PBS has this interesting piece about the season premiere of its Frontline program, "an hour-long look at the now eight-year-old war in Afghanistan that carried the controversial title, 'Obama's War.'"
Author Michael Getler explores some of the uproar about the documentary, which includes, among other things, "footage of the fatal wounding of 20-year-old Marine Lance Cpl. Charles S. Sharp early in July while on patrol with his company in Helmand Province, a Taliban stronghold in southern Afghanistan that is one of the most dangerous areas in the country."
Getler goes on to examine the furor surrounding that portion of the documentary and the journalistic decision-making process that PBS went through in determining to use the footage over the objections of Marine Corps officials (though not of Sharp's family members themselves).

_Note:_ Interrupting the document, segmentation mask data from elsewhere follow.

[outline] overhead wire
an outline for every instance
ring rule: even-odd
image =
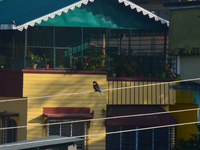
[[[98,134],[80,135],[80,136],[72,136],[72,137],[60,137],[60,138],[40,140],[40,141],[31,141],[31,142],[23,142],[23,141],[21,141],[21,143],[10,143],[8,145],[0,145],[0,147],[19,146],[19,145],[34,144],[34,143],[41,143],[41,142],[49,142],[49,141],[55,141],[55,140],[64,140],[64,139],[67,140],[67,139],[71,139],[71,138],[84,138],[84,137],[90,137],[90,136],[110,135],[110,134],[134,132],[134,131],[144,131],[144,130],[150,130],[150,129],[159,129],[159,128],[165,128],[165,127],[183,126],[183,125],[191,125],[191,124],[198,124],[198,123],[200,123],[200,121],[179,123],[179,124],[170,124],[170,125],[162,125],[162,126],[153,126],[153,127],[122,130],[122,131],[113,131],[113,132],[98,133]]]
[[[95,118],[95,119],[73,120],[73,121],[64,121],[64,122],[55,122],[55,123],[45,123],[45,124],[27,125],[27,126],[5,127],[5,128],[0,128],[0,131],[1,131],[1,130],[7,130],[7,129],[26,128],[26,127],[49,126],[49,125],[68,124],[68,123],[77,123],[77,122],[88,122],[88,121],[97,121],[97,120],[109,120],[109,119],[120,119],[120,118],[130,118],[130,117],[142,117],[142,116],[150,116],[150,115],[161,115],[161,114],[166,114],[166,113],[169,114],[169,113],[178,113],[178,112],[194,111],[194,110],[199,110],[199,109],[200,109],[200,108],[192,108],[192,109],[182,109],[182,110],[173,110],[173,111],[164,111],[164,112],[154,112],[154,113],[145,113],[145,114],[114,116],[114,117],[106,117],[106,118]]]
[[[179,81],[170,81],[170,82],[161,82],[161,83],[154,83],[154,84],[146,84],[146,85],[139,85],[139,86],[129,86],[129,87],[120,87],[120,88],[112,88],[112,89],[104,89],[101,91],[109,91],[109,90],[118,90],[118,89],[127,89],[127,88],[134,88],[134,87],[145,87],[145,86],[153,86],[153,85],[161,85],[161,84],[170,84],[170,83],[178,83],[178,82],[187,82],[187,81],[195,81],[200,80],[200,78],[193,78],[193,79],[186,79],[186,80],[179,80]],[[8,101],[17,101],[17,100],[27,100],[27,99],[38,99],[38,98],[47,98],[47,97],[55,97],[55,96],[66,96],[66,95],[76,95],[76,94],[84,94],[84,93],[92,93],[94,91],[86,91],[86,92],[77,92],[77,93],[67,93],[67,94],[59,94],[59,95],[48,95],[48,96],[40,96],[40,97],[30,97],[30,98],[19,98],[19,99],[6,99],[1,100],[0,102],[8,102]],[[17,126],[17,127],[7,127],[1,128],[0,130],[5,129],[14,129],[14,128],[23,128],[23,127],[31,127],[31,126],[44,126],[44,125],[54,125],[54,124],[63,124],[63,123],[75,123],[75,122],[86,122],[86,121],[94,121],[94,120],[101,120],[101,119],[116,119],[116,118],[125,118],[125,117],[136,117],[136,116],[146,116],[146,115],[156,115],[156,114],[164,114],[164,113],[174,113],[174,112],[183,112],[183,111],[192,111],[192,110],[199,110],[199,108],[195,109],[185,109],[185,110],[176,110],[176,111],[166,111],[166,112],[156,112],[156,113],[148,113],[148,114],[137,114],[137,115],[125,115],[125,116],[115,116],[115,117],[107,117],[107,118],[97,118],[97,119],[87,119],[87,120],[76,120],[76,121],[67,121],[67,122],[59,122],[59,123],[47,123],[47,124],[39,124],[39,125],[28,125],[28,126]],[[154,126],[148,128],[140,128],[140,129],[133,129],[133,130],[123,130],[123,131],[115,131],[115,132],[107,132],[107,133],[100,133],[100,134],[91,134],[91,135],[83,135],[83,136],[75,136],[75,137],[87,137],[87,136],[96,136],[96,135],[103,135],[103,134],[115,134],[115,133],[123,133],[123,132],[132,132],[132,131],[140,131],[140,130],[148,130],[148,129],[155,129],[155,128],[163,128],[163,127],[171,127],[171,126],[180,126],[180,125],[189,125],[189,124],[196,124],[199,122],[189,122],[189,123],[181,123],[181,124],[171,124],[165,126]],[[70,137],[70,138],[75,138]],[[69,137],[67,137],[69,138]],[[57,139],[60,140],[61,138]],[[62,138],[65,139],[65,138]],[[56,139],[52,139],[56,140]],[[43,140],[49,141],[49,140]],[[36,142],[36,141],[35,141]],[[38,142],[38,141],[37,141]],[[36,142],[36,143],[37,143]],[[39,141],[41,142],[41,141]],[[30,143],[30,142],[29,142]],[[32,143],[32,142],[31,142]],[[20,144],[27,144],[27,143],[20,143]],[[13,144],[12,144],[13,145]],[[11,145],[11,146],[12,146]],[[19,145],[19,144],[17,144]],[[0,146],[3,147],[3,146]]]
[[[153,86],[153,85],[180,83],[180,82],[195,81],[195,80],[200,80],[200,78],[185,79],[185,80],[178,80],[178,81],[169,81],[169,82],[161,82],[161,83],[152,83],[152,84],[146,84],[146,85],[134,85],[134,86],[127,86],[127,87],[111,88],[111,89],[104,89],[104,90],[101,90],[101,91],[103,92],[103,91],[128,89],[128,88],[140,88],[140,87],[147,87],[147,86]],[[26,98],[17,98],[17,99],[4,99],[4,100],[0,100],[0,103],[2,103],[2,102],[10,102],[10,101],[20,101],[20,100],[42,99],[42,98],[67,96],[67,95],[78,95],[78,94],[93,93],[93,92],[94,91],[85,91],[85,92],[66,93],[66,94],[57,94],[57,95],[47,95],[47,96],[38,96],[38,97],[26,97]]]

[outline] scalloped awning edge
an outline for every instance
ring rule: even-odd
[[[17,29],[19,31],[23,31],[23,29],[27,29],[28,26],[33,27],[35,25],[35,23],[40,24],[42,22],[42,20],[47,21],[49,18],[53,19],[55,17],[55,15],[60,16],[63,12],[67,13],[68,10],[74,10],[75,7],[79,7],[80,8],[82,6],[82,4],[87,5],[89,1],[90,2],[94,2],[94,0],[81,0],[79,2],[76,2],[76,3],[72,4],[72,5],[69,5],[69,6],[66,6],[66,7],[64,7],[62,9],[57,10],[57,11],[54,11],[54,12],[52,12],[50,14],[47,14],[47,15],[42,16],[40,18],[34,19],[34,20],[29,21],[29,22],[27,22],[25,24],[19,25],[19,26],[17,26]]]
[[[145,16],[145,15],[148,15],[149,18],[154,18],[155,21],[160,21],[161,24],[167,24],[167,26],[169,27],[169,21],[166,20],[166,19],[163,19],[155,14],[153,14],[152,12],[130,2],[130,1],[127,1],[127,0],[118,0],[119,3],[123,3],[124,2],[124,5],[125,6],[130,6],[131,9],[136,9],[137,12],[142,12],[142,14]]]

PBS president and CEO Paula Kerger responded to the Marine Corps, in part, thusly:
"On October 13, Rick Sharp, Lance Cpl. Sharp's father, appeared on 'The Takeaway,' a Public Radio International program, and said he did not object to this footage being shown. When asked why, he answered, 'Just so the story could be seen of what our men and women are having to do to give us our freedom, the stuff that we take for granted every day, that it's not an easy job that they're having to do.'"In telling its story of the war in Afghanistan and Pakistan, 'Obama's War' is meant to honor all the men and women who are risking their lives each day and to give the American public a sense of their exceptional courage. I greatly appreciate your sharing your concerns with me, and I thank you for your service to our nation."
Having dispensed with this controversy, Getler turns to controvery over the name of the documentary: "Obama's War."
It seems that a lot of people think it should be titled, "George W. Bush's War."
You know, as I was reading those last couple of graphs about this moniker dust-up, I was reminded of that old saying about missing the forest for the trees.
Does the name Marine Lance Cpl. Charles S. Sharp ring a bell?
It was his valiant death on the battlefield that Getler was just discussing. It was his father who plainly, yet eloquently, spoke of why the fallen soldier's family supported the documentary.
Sharp didn't give his life for President Bush, or President Obama, or anyone else who might sit, might have sat or might yet sit behind the desk in the Oval Office as commander-in-chief.
He gave it for the country he served.
Afghanistan, then, is as every other war is in which American sons and daughters die: It is not characterized by a political distinction -- i.e., "Obama's War," "Bush's War," etc.
It is America's War.
For the immeasurable sacrifice of these fallen thousands and the ones they left behind, it must be nothing less.